Eats seeds in winter. Very social birds, usually seen in flocks. Happy to use hanging bird feeders.
RSPB - House sparrow
What to look for - tiny all brown bird with an upright tail.
Eats spiders, insects and other invertebrates. Usually seen darting around in bushes and shrubs looking for insects - not attracted to hanging bird feeders.
RSPB - Wren
What to look for - unmistakable glossy black and white bird with a long black tail.
Magpies will eat amost anything including other birds eggs, young birds and dead animals. They are very noisy and will chatter loudly scaring off would-be predators like cats.
RSPB - Magpie
What to look for - small fluffy bird with a very long dark tail, pink tinged breast and black wings.
Usually seen in small noisy groups. Like the other tits they are insect eaters but will feed on nuts and seeds in hanging bird feeders.
RSPB - Long-tailed tit
What to look for - large grey pink breast, white patches on either side of neck - like thumb prints. White band on wings very visible in flight.
Feeds on seeds, berries, grain, nuts and green plants like brussel sprout leaves and broccoli.
RSPB - Woodpigeon
What to look for - black band (collar) on the back of the neck. Elegant pale pink grey pigeon. Eats seed, fruit and berries.
RSPB - Collared dove
Feral or City Pigeon
What to look for - feral pigeons come in a range of colours and markings. They are descendants of domestic pigeons that have returned to the wild. The rock dove is the ancestor of all domestic pigeons.
RSPB - Feral pigeon
What to look for - male birds have a greyish back and wings with a rusy brown barred chest and red orange eyes. The female has a brown back and wings and pale brown barred chest with yellow eyes. Both have bright yellow legs and a hooked bill. As with many birds of prey the female is larger than the male.
Eats other birds hence the name. The larger female sparrowhawk can catch birds up to pigeon size while the male usually eats smaller birds like tits and finches.
Gardens are good hunting places for sparrowhawks especially if there is a bird feeder or table attracting lots of small birds.
RSPB - Sparrowhawk
What to look for - well camouflaged brown, grey bird.

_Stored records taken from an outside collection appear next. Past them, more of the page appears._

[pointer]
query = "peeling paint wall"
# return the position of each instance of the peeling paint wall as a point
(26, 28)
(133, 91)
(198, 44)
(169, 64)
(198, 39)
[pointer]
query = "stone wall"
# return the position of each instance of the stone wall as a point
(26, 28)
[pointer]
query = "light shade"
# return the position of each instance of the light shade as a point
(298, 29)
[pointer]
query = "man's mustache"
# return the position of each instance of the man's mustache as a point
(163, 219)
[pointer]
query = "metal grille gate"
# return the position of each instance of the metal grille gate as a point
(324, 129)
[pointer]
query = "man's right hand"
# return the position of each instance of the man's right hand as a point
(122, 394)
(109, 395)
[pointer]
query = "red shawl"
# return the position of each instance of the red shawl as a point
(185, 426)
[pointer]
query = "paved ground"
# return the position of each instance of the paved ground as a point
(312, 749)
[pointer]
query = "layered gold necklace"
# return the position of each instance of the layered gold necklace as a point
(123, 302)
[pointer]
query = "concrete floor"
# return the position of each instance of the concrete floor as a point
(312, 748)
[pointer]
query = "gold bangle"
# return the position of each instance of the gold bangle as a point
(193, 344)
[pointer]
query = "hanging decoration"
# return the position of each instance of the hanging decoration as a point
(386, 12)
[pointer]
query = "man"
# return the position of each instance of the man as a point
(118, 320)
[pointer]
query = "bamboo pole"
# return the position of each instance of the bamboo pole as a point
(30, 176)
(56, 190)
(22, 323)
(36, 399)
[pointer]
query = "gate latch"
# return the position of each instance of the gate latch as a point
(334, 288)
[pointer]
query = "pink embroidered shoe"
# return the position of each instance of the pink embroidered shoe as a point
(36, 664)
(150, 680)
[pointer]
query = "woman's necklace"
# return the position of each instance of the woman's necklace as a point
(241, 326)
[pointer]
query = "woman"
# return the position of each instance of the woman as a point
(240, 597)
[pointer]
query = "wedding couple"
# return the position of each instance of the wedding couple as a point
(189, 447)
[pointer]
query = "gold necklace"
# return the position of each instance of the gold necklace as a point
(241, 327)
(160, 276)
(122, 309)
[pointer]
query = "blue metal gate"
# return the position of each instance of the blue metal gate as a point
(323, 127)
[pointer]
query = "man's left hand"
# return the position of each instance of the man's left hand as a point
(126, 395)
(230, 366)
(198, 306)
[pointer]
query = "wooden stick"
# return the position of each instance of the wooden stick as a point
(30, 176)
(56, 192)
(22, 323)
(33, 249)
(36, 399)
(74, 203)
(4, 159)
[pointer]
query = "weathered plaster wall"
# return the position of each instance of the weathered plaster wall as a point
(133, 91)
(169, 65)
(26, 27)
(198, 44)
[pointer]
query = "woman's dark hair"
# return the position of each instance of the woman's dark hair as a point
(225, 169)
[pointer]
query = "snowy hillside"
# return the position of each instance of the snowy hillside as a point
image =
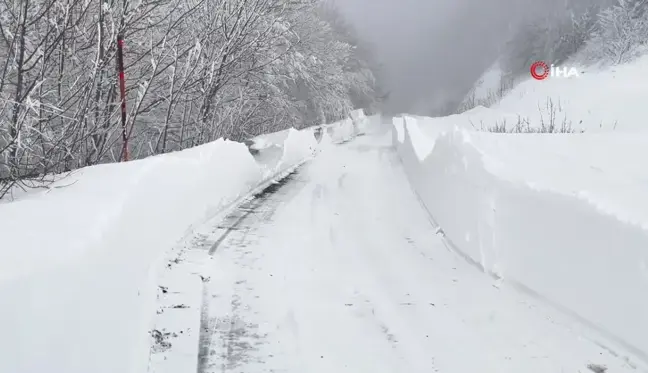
(562, 216)
(79, 260)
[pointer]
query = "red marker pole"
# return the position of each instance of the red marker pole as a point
(122, 93)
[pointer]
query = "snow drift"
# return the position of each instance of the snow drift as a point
(78, 262)
(564, 217)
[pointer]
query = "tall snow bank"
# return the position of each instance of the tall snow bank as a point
(562, 216)
(78, 263)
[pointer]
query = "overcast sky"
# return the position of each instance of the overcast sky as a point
(430, 49)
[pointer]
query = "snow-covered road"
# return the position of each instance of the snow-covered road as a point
(339, 270)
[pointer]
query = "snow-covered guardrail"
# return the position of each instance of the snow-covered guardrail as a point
(562, 217)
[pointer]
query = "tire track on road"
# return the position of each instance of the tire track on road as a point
(235, 327)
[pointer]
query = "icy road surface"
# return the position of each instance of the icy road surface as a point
(339, 270)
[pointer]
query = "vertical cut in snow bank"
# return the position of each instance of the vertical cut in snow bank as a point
(78, 263)
(552, 214)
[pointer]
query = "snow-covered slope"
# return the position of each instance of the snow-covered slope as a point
(78, 261)
(562, 216)
(599, 100)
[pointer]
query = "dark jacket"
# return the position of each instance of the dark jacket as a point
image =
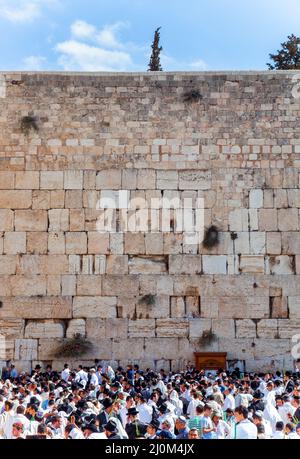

Eats seeds, worms, spiders and other invertebrates. Usually spotted on the ground quietly shuffling about under a bird feeder or near the bottom of a hedge.
RSPB - Dunnock
Waxwing - winter visitor
What to look for - pinky, brown body and crest on top of the head. Dark bib, bright yellow marking on wings and tip of tail.
Eats berries in winter. Waxwings are occasional winter visitors. They are usually seen feeding on rowan, hawthorn or cotoneaster berries - they can eat twice their body weight in a day - a small flock will quickly strip a tree of berries before moving on.